OFFLINE EQUILIBRIUM FINDING

Abstract

Offline reinforcement learning (Offline RL) is an emerging field that has recently begun gaining attention across various application domains due to its ability to learn behavior from earlier collected datasets. Offline RL proved very successful, paving a path to solving previously intractable real-world problems, and we aim to generalize this paradigm to a multi-agent or multiplayer-game setting. To this end, we formally introduce a problem of offline equilibrium finding (OEF) and construct multiple datasets across a wide range of games using several established methods. To solve the OEF problem, we design a model-based method that can directly apply any online equilibrium finding algorithm to the OEF setting while making minimal changes. We focus on three most prominent contemporary online equilibrium finding algorithms and adapt them to the OEF setting, creating three model-based variants: OEF-PSRO and OEF-CFR, which generalize the widely-used algorithms PSRO and Deep CFR to compute Nash equilibria (NEs), and OEF-JPSRO, which generalizes the JPSRO to calculate (Coarse) Correlated equilibria ((C)CEs). We further improve their performance by combining the behavior cloning policy with the model-based policy. Extensive experimental results demonstrate the superiority of our approach over multiple model-based and model-free offline RL algorithms and the necessity of the model-based method for solving OEF problems. We hope that our efforts may help to accelerate research in large-scale equilibrium finding.

1. INTRODUCTION

Game theory provides a universal framework for modeling interactions among cooperative and competitive players (Shoham & Leyton-Brown, 2008) . The canonical solution concept is Nash equilibrium (NE), describing a situation when no player increases their utility by unilaterally deviating. However, computing NE in two-player or multi-player general-sum games is PPADcomplete (Daskalakis et al., 2006; Chen & Deng, 2006) , which makes solving games both exactly and approximately difficult. The situation remains non-trivial even in two-player zero-sum games, no matter whether the players may perceive the state of the game perfectly (e.g., in Go (Silver et al., 2016) ) or imperfectly (e.g., in poker (Brown & Sandholm, 2018) or StarCraft II (Vinyals et al., 2019) ). In recent years, learning algorithms have demonstrated their superiority in solving largescale imperfect-information extensive-form games over traditional optimization methods, including linear or nonlinear programs. The most successful learning algorithms belong either to the line of research on counterfactual regret minimization (CFR) (Brown & Sandholm, 2018) , or policy space response oracles (PSRO) (Lanctot et al., 2017) . CFR is an iterative algorithm approximating NEs using repeated self-play. Several sampling-based CFR variants (Lanctot et al., 2009; Gibson et al., 2012) were proposed to solve large games efficiently.
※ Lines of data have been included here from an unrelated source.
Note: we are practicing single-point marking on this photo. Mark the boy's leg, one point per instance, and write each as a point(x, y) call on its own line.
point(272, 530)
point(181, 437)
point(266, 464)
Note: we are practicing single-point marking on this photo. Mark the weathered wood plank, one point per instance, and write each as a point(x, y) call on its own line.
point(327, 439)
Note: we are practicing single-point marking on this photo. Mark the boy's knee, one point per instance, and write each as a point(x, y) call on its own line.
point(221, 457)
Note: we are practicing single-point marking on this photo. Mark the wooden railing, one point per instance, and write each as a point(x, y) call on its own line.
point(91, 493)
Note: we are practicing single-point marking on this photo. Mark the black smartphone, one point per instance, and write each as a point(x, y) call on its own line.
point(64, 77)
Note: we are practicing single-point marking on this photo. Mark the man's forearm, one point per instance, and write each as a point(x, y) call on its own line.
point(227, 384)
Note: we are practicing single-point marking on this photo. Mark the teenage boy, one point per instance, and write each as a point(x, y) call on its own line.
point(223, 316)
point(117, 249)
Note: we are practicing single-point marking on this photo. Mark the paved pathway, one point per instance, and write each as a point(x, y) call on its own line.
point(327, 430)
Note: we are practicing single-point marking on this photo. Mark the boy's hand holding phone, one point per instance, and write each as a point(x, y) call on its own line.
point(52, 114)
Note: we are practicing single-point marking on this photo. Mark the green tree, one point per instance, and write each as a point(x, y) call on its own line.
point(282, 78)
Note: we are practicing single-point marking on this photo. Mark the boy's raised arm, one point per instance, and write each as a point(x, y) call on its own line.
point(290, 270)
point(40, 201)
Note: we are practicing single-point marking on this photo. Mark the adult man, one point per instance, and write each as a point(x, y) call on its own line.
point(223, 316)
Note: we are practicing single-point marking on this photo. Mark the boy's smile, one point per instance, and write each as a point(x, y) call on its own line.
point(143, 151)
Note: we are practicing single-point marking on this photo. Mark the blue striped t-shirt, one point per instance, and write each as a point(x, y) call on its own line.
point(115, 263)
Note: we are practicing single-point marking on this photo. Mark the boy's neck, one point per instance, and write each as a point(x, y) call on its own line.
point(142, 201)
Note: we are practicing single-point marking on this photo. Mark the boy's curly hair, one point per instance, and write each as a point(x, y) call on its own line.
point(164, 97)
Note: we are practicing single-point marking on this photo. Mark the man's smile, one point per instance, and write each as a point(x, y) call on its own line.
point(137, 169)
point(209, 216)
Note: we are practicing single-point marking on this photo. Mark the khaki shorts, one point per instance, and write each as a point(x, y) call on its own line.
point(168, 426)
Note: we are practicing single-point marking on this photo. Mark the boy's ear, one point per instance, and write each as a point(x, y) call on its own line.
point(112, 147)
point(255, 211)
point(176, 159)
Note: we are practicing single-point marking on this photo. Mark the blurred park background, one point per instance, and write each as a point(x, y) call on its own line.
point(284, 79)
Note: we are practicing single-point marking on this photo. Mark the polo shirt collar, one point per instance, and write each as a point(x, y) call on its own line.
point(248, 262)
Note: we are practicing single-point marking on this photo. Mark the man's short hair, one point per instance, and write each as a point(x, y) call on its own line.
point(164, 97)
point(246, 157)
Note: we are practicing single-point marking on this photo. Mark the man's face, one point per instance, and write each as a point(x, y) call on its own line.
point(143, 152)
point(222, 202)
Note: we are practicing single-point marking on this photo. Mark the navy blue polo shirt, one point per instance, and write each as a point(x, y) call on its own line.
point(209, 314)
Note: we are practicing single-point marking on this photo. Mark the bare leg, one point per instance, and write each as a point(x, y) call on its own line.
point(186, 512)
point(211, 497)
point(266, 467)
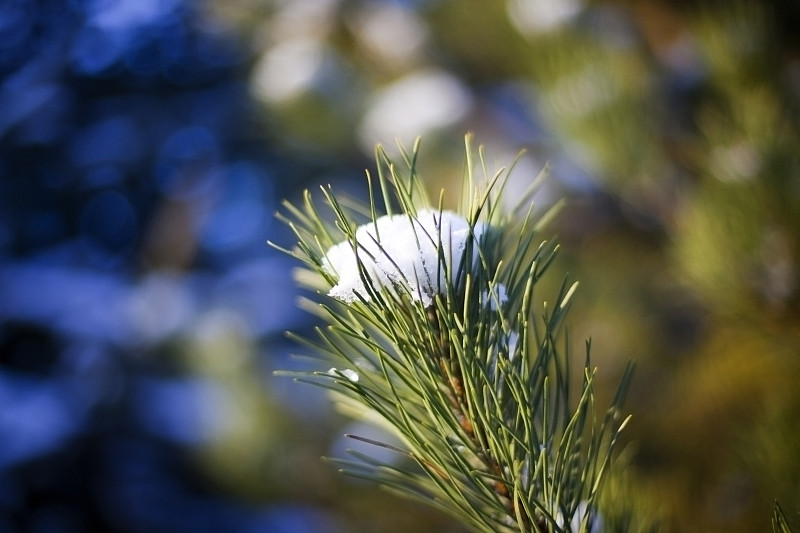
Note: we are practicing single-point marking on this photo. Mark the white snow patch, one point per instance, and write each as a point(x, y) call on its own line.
point(402, 251)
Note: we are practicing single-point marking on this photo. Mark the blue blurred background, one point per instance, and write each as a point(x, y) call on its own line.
point(146, 144)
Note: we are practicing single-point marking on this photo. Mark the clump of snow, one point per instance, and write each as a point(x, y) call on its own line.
point(404, 251)
point(352, 375)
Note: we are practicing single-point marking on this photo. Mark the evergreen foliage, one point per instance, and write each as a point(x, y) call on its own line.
point(476, 384)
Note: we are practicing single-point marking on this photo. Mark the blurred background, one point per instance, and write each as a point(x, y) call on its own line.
point(146, 144)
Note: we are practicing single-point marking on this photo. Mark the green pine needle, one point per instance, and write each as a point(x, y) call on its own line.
point(474, 384)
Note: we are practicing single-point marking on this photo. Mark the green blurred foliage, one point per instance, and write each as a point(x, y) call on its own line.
point(686, 240)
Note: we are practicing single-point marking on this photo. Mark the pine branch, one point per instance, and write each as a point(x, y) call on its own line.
point(432, 328)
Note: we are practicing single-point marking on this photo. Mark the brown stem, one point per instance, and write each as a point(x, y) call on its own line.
point(453, 377)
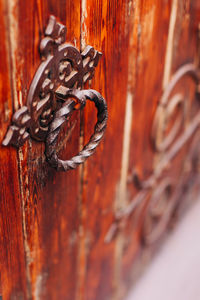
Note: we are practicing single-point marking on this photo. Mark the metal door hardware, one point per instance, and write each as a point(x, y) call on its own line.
point(55, 92)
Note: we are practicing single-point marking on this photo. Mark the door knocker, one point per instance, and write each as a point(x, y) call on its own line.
point(55, 92)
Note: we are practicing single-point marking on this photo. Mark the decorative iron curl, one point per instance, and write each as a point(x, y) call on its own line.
point(61, 116)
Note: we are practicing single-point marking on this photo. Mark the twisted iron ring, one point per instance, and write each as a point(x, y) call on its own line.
point(60, 117)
To scale up to even larger games, CFR could be embedded with neural network function approximation (Brown et al., 2019; Steinberger, 2019; Li et al., 2019; Agarwal et al., 2020) . The other algorithm, PSRO, generalizes the double oracle method (McMahan et al., 2003; Bošanský et al., 2014) by incorporating (deep) reinforcement learning (RL) methods as a best-response oracle (Lanctot et al., 2017; Muller et al., 2019) . The neural fictitious self-play (NFSP) can be seen as a special case of PSRO (Heinrich et al., 2015) . Both CFR and PSRO achieved great performance in solving large-scale imperfect-information games, e.g., poker (Brown & Sandholm, 2018; McAleer et al., 2020) . In this paper, we only focus on the imperfect-information extensive-form games.